President Reagan yesterday sent Congress his proposal to strip federal price controls from natural gas. He would drop controls from all gas on Jan. 1, 1986, but for the next year or two, aides say, his plan would not let prices rise as much as under current law.

Energy Secretary Donald P. Hodel predicted that the president's plan would result in an average gas price decline of 10 to 30 cents per thousand cubic feet at the wellhead in the first year, which would save the average family that heats with gas a total of $14 to $52.

Gas prices have risen more than 25 percent this winter. But Hodel said they could rise by no more than the general rate of inflation under the administration plan.

He thus maintained that the White House plan to decontrol all natural gas prices--which have been regulated for almost half a century--poses "no risk for the consumer."

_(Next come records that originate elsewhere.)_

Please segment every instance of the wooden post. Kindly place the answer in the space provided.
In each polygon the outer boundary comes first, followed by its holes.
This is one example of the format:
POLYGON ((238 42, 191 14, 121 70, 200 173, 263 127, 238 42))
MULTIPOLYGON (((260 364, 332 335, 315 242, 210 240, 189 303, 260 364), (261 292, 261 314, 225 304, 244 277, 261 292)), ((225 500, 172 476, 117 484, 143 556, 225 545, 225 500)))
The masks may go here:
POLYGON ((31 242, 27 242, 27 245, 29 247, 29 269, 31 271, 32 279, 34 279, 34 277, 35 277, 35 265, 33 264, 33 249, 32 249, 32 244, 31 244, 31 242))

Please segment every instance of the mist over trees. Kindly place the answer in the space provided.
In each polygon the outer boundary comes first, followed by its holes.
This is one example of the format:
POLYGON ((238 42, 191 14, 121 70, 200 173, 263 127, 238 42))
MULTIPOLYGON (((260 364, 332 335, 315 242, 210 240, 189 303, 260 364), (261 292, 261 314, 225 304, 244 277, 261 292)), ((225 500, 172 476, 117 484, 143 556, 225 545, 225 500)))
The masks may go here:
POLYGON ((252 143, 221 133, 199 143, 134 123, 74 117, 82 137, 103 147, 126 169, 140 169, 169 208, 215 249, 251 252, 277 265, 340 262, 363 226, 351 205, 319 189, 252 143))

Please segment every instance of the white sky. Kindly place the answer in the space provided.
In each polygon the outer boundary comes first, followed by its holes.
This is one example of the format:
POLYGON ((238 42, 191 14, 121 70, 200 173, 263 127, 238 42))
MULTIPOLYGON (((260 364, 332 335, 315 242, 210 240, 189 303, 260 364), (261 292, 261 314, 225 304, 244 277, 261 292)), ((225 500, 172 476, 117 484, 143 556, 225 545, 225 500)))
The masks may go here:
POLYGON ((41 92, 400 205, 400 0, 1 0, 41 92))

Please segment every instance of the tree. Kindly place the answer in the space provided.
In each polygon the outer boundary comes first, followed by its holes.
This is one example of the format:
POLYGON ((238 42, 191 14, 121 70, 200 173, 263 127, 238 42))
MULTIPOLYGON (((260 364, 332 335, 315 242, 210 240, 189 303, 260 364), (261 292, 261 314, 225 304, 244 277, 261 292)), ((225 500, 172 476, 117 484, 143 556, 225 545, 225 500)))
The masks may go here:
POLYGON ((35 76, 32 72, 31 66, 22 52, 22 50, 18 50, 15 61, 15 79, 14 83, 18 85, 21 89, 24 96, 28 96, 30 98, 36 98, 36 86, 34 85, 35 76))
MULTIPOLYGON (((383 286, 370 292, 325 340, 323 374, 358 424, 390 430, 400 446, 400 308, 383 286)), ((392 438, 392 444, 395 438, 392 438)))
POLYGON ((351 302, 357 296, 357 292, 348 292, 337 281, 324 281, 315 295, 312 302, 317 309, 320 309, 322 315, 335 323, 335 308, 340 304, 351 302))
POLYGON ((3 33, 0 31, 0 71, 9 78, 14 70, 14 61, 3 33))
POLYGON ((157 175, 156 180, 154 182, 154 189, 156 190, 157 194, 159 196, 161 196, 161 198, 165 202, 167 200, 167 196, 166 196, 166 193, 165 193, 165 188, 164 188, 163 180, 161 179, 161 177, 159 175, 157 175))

The administration's claims, however, were greeted with a mix of skepticism and disbelief by consumer groups, and even by some industry groups that generally support decontrol.

Under present law, there are two broad categories of gas: old and new. New is the gas from wells drilled since 1977. Old gas will stay under price controls as long as it keeps flowing, and the price ceilings on old gas are relatively low. New gas ceilings are higher and will phase out on Jan. 1, 1985.

Reagan would move this phase-out date for new gas back to Jan. 1, 1986, and would tighten controls on this gas between now and then. But for old gas he would relax controls, and on Jan. 1, 1986, abolish them entirely.

Gas prices are now limited not just by law but by long-term contracts between producers and distributors. The bill would encourage renegotiations of these existing contracts.

But temporary restraints would remain on how much prices could rise through this process of renegotiation; among other things, the Federal Energy Regulatory Commission would be empowered to limit pass-throughs of price increases.

"Since this bill accelerates decontrol of old gas, we are fearful it is going to create upward price pressure, and have trouble seeing how it is going to result in lower prices," said George Lawrence, president of the American Gas Association. He said this even though his group supports the legislation.

"Where the producers have old gas which is low-priced, we can see where they would be pretty interested in negotiating their prices upward," Lawrence said. "But it might be a little stickier to persuade producers that have new gas that is higher priced to negotiate their prices downward."

Edwin Rothchild, spokesman for the Citizen/Labor Energy Coalition, also said he "could not find any rationale" for the administration contention that producers will be willing to renegotiate contracts downward, since this would force producers in turn to justify reducing the royalties they pay to the people who actually own the land.

"We're not just talking about irate farmers and ranchers," said Rothchild. "The U.S. government is one of the largest of the landowners collecting royalties under onshore and offshore leases. It will be interesting to see if Interior Secretary James Watt is going to let the producers cut their prices, and thus reduce the royalties to the federal treasury."

The administration bill also encountered a predictably cool reception from Democrats on Capitol Hill.

Sen. Howard M. Metzenbaum (D-Ohio), who led a successful three-week filibuster against President Carter's effort to decontrol oil prices six years ago, estimated that gas decontrol would cost consumers $60 billion and predicted that 10 to 20 senators would join him in a new filibuster.

But Sen. James R. McClure (R-Idaho), chairman of the Senate Energy Committee, scheduled four days of hearings on the bill beginning March 9 and forecast early Senate approval.

The legislation's prospects appeared even more doubtful in the Democratic-controlled House. While Hodel said Rep. John D. Dingell (D-Mich.), chairman of the House Energy Committee, had told him he was "intrigued by the bill's innovative or imaginative approach" to protecting consumers, Dingell later in the day made it clear that he felt continued controls on at least old gas remain necessary.

Noting that most of the bills introduced in Congress to deal with rising natural gas prices call for more control rather than less, Dingell said that if any gas legislation is passed this year, "it will take into account my earlier statement: decontrol over my dead body."